Towards that end, I do have to say Alderson lived up to that promise as we saw more activity in reconstructing the roster between the end of July and the end of September than we did in entire off-seasons of the past. Brought in were Juan Uribe, Kelly Johnson, Tyler Clippard, Yoenis Cespedes, Addison Reed, Eric O’Flaherty and Eric Young, Jr. For the most part, what Alderson spent was prospects and pro-rated salaries, most of which were paid for the majority of the season by each player’s former team. With the exception of O’Flaherty, the moves mostly worked.
So now that the team has gone to the World Series, what are we hearing now regarding the players available on the free agent market or allegedly on the trading block? They’re too expensive, they want too many years, they’re over the hill or we don’t want to give up what is being asked in trade.
Huh? Wait a minute…isn’t this team the same one that said they would spend once they smelled success? Granted, they were indeed pretty stinky at times during the World Series, but they finished as the BEST in the National League. How much more success was meant in that definition of the word?
Also, wasn’t this the team about which Jeff Wilpon said multiple times, “GM Sandy Alderson has room in his budget to make additions through trades and free agent signings this winter.” Didn’t Daddy Fredbucks, regarding the financial troubles of the team, also say, “It’s all in the rear-view mirror”?
Given these facts, explain to me why Mets fans are buying into the “No Upton”, “No Cespedes”, “No Heyward”, “No Gordon” mindset of the early Wilpon/Alderson era. Why are people not out rallying in the streets with pitchforks and torches when they hear that the big off-season acquisitions might be the likes of Gerardo Parra and Tony Sipp. While these complementary players are perfectly acceptable when you have a strong core, the fact remains the Mets are now without two of their leading offensive weapons in Yoenis Cespedes and Daniel Murphy. Where are those doubles and home runs coming from to replace what was lost?
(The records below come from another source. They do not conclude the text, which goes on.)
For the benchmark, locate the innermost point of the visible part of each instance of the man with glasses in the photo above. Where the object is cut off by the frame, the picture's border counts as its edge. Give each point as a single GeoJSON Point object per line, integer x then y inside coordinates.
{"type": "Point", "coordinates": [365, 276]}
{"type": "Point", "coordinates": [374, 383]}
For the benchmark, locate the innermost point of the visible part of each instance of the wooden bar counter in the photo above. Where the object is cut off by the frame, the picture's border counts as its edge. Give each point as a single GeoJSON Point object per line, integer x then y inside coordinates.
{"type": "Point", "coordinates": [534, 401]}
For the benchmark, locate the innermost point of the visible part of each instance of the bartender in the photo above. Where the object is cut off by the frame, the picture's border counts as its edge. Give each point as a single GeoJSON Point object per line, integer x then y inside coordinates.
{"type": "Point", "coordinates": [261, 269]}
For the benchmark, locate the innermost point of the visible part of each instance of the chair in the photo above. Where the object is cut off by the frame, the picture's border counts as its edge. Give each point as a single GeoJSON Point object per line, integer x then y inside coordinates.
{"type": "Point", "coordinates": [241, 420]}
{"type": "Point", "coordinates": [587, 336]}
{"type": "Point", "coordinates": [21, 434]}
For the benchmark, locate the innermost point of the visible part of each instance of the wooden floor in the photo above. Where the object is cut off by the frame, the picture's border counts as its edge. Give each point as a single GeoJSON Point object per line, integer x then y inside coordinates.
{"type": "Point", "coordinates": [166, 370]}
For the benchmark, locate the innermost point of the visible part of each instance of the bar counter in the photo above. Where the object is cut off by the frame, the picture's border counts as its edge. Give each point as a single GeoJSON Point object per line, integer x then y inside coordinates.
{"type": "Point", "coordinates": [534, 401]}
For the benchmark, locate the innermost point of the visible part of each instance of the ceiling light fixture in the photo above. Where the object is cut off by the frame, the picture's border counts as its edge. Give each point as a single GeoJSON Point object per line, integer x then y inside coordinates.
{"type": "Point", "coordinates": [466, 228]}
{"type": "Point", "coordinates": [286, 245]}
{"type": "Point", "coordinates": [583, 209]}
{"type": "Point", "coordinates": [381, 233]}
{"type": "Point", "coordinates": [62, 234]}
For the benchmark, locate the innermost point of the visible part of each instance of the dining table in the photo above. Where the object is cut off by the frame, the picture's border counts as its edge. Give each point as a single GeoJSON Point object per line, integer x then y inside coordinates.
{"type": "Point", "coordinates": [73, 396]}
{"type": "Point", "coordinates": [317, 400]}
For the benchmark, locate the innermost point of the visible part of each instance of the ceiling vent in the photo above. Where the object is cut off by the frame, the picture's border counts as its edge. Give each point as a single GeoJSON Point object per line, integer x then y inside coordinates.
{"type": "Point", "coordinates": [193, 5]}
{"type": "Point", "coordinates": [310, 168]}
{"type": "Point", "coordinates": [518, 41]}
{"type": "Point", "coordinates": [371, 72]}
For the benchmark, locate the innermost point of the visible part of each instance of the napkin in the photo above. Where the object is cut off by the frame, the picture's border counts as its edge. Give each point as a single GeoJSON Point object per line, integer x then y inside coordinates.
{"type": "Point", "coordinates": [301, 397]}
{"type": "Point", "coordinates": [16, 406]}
A lot of people are pointing to the stellar pitching rotation which is cost controlled by arbitration maximums until 2018 or thereabouts. Does that mean you’re punting the 2016 and 2017 seasons before you watch the parade of pitchers heading to greener pastures and paydays elsewhere? If not, you’d better do something to fix the offense which was worst in the league prior to the late season acquisitions who, save for Addison Reed, are all on their way out the door (plus Murphy).
Now the Royals did indeed show that you don’t’ need future Hall of Fame caliber sluggers in order to win. You do need some contact hitters to balance out the free swinging ways of David Wright, Curtis Granderson, Lucas Duda and others. Your best contact hitters were Daniel Murphy (gone) and Wilmer Flores (benched until the Chase Utley incident gave him a chance to play again).
What’s equally frustrating is that they let the Juan Lagares elbow situation linger all year long and now are going to squander another year of production by trying “rest” as a cure rather than addressing what needs to be done.
I’m heading out of the country for a few weeks and when I return I hope to hear more than the Mets decided to go all-in to spend on a fading 34 year old Ben Zobrist because there was no draft pick compensation tied to signing him. When you see the lackluster package the Braves got in return for the stellar-fielding and cost controlled Andrelton Simmons, you’d have to think someone was asleep at the wheel (or not empowering his assistants to make deals at the GM meetings).